Dan yang satu ruangan sepertinya
dijadikan gudang, satu ruang guru dan satu ruang TU, satu ruang lab. IPA dan 1
ruang lab. Komputer. Halaman sekolah masih berupa tanah sehingga rumputnya
lumayan subur, sehingga kesan yang pertama kali saya dapatkan bahwa sekolah ini
masih hijau.
Bulan Januari
2018 merupakan bulan bersejarah bagi saya karena bulan inilah pertama kali saya
menjabat menjadi kepala sekolah. Wah keren banget itulah mungkin yang terbersit
dipikiran orang-orang, demikian juga saya. Tapi disinilah saya mulai mengalami
banyak tantangan yang selama ini belum terpikirkan oleh saya. Awal Januari 2018
saya di antar temen-temen guru, TU dan Kepala Sekolah tempat saya terugas sebelumnya. Acara seremonial jumpa pisah pun berlangsung
penuh kekeluargaan, namun sayang kepala sekolah yang lama, tidak bisa hadir dan
diwakili oleh komite sekolah.
Hal yang
membuat saya begitu semangat adalah sambutan dari komite dan guru-guru di SMPN
Satap 1 Krangkeng yang begitu mengharapkan saya untuk melakukan perubahan di
sekolah ini. Setelah acara seremonial jumpa pisah semua temen guru, TU dan kepala
sekolah yang mengantar saya, berpamitan.
Ada perasaaan sedih, haru, semua bercampur jadi satu. Saya seperti diingatkan
bahwa selanjutnya saya harus berjuang sendiri ditempat baru, oh my good mudah-mudahan
itu hanya perasaan saja.
Hari pertama
saya bertugas seperti kebiasaan disekolah lama saya langsung mengadakan brifing untuk saling berkenalan dengan
semua personil SMPN Satap 1 Krangkeng. Mereka masih terlihat segan untuk
berkomunikasi dengan saya. Hari-hari berikutnya saya jalani tugas ini dengan
mengamati dan mempelajari segala kebiasaan yang ada di sekolah ini sambil
memperbaiki hal-hal kecil jika dirasa perlu.
Minggu ke dua
saya bertugas mulailah bermunculan masalah dan tantangan yang harus segera diselesaikan.

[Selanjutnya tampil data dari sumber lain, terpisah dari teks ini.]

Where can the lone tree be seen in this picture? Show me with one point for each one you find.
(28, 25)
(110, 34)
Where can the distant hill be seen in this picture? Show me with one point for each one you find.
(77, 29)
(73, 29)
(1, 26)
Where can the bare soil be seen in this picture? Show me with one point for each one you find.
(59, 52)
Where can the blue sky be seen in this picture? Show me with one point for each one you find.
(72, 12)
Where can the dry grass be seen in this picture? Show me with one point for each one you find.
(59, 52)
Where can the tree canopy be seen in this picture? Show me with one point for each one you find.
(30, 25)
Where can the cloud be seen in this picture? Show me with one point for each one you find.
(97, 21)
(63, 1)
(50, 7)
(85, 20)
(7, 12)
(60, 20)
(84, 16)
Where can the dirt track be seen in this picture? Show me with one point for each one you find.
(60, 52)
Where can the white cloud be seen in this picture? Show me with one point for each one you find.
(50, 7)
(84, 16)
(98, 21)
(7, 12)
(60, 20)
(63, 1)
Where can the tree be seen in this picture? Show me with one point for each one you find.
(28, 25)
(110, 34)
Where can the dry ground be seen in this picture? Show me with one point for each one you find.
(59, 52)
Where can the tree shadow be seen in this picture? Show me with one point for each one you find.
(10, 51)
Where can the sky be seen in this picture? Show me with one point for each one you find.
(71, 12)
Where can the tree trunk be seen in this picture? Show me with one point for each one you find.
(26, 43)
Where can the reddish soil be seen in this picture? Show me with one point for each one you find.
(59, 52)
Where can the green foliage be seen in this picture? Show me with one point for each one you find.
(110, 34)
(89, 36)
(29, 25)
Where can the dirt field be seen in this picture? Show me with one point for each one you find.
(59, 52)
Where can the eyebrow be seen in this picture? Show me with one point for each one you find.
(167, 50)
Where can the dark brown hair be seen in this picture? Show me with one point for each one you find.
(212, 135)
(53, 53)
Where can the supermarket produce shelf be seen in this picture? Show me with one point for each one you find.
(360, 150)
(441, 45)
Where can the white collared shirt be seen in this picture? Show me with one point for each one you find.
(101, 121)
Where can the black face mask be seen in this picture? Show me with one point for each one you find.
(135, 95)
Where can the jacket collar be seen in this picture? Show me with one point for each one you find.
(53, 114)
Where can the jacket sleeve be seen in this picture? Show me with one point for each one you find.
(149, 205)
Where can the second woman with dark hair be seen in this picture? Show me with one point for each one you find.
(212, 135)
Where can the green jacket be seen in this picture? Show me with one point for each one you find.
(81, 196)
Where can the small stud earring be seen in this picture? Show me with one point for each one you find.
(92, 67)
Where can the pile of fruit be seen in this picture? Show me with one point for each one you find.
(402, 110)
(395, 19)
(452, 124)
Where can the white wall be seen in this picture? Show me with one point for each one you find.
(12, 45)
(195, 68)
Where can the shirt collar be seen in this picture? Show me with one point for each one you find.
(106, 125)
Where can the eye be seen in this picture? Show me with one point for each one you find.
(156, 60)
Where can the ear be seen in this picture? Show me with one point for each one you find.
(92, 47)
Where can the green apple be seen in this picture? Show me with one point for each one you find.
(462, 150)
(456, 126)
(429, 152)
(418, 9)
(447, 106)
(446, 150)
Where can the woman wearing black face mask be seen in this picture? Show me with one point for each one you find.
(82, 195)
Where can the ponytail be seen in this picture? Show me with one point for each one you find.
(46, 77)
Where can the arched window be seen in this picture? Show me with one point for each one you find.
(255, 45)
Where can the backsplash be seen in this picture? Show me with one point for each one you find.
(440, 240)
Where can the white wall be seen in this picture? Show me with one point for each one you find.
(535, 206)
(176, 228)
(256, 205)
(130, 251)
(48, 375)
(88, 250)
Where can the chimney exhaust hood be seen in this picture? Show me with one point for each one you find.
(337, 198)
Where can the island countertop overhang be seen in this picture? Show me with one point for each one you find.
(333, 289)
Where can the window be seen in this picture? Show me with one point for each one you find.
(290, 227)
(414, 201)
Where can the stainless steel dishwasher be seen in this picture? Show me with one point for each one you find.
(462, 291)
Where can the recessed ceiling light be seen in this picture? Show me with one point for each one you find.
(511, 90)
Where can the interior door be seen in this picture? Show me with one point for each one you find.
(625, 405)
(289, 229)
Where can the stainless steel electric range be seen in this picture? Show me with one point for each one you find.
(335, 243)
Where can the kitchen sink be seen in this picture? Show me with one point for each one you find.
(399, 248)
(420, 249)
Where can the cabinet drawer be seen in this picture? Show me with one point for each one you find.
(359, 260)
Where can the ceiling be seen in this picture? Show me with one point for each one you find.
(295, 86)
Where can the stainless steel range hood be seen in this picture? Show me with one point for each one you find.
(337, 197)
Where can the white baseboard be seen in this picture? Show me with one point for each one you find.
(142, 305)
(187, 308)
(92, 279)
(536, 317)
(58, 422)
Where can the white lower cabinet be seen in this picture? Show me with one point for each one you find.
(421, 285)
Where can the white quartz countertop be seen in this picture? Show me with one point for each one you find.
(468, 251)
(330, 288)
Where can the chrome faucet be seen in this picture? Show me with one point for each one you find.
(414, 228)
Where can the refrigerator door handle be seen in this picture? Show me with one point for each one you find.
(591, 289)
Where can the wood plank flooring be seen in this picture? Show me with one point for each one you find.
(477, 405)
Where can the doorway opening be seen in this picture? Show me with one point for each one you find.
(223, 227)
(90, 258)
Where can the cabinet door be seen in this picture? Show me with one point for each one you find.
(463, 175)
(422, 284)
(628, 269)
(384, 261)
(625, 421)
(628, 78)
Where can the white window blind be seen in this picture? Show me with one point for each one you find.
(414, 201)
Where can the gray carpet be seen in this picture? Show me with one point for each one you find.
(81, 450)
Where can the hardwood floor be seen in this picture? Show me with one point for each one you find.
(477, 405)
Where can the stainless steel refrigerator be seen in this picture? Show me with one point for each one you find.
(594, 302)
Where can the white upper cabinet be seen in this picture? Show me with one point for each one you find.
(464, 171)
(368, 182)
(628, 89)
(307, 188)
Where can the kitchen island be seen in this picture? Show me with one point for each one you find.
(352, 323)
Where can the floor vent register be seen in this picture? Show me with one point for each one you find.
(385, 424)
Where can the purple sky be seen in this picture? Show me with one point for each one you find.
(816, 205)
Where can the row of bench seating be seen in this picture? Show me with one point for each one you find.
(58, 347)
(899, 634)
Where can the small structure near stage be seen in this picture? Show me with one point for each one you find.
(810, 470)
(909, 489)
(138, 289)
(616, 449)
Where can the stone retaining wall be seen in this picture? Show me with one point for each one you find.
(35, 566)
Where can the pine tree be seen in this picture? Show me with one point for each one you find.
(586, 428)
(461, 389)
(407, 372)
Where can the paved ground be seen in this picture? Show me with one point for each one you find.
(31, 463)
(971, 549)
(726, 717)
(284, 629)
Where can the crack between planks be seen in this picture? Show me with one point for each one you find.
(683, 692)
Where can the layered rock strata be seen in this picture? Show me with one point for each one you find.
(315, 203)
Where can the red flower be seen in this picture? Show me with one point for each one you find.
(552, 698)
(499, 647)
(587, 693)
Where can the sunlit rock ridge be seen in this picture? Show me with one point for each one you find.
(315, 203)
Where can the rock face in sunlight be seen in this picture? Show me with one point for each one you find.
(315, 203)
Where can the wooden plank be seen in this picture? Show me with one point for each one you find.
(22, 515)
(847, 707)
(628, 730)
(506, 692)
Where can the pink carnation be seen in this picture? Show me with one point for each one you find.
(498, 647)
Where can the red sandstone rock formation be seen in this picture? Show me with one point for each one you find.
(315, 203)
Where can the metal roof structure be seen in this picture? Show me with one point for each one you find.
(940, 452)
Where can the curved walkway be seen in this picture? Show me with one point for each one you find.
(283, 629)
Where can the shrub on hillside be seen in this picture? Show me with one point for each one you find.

Dari masalah-masalah yang ada, yang membuat saya harus berjuang keras sebagai
prioritas utama adalah masalah persiapan ujian nasional. Tiba-tiba saya
ditelpon pengawas pembina bahwa SMPN Satap 1 Krangkeng belum daftar UN secara
online di dapodik. Dalam hati kenapa ini bisa terjadi pendaftaran seharusnya di
bulan oktober-Desember. Saya tanya sama operatornya tidak tahu, karena beliau
baru, saya tanya ke wakasek juga tidak tahu. Akhirnya saya datang ke dinas
pendidikan dan ternyata memang belum di daftarkan oleh kepala sekolah lamanya.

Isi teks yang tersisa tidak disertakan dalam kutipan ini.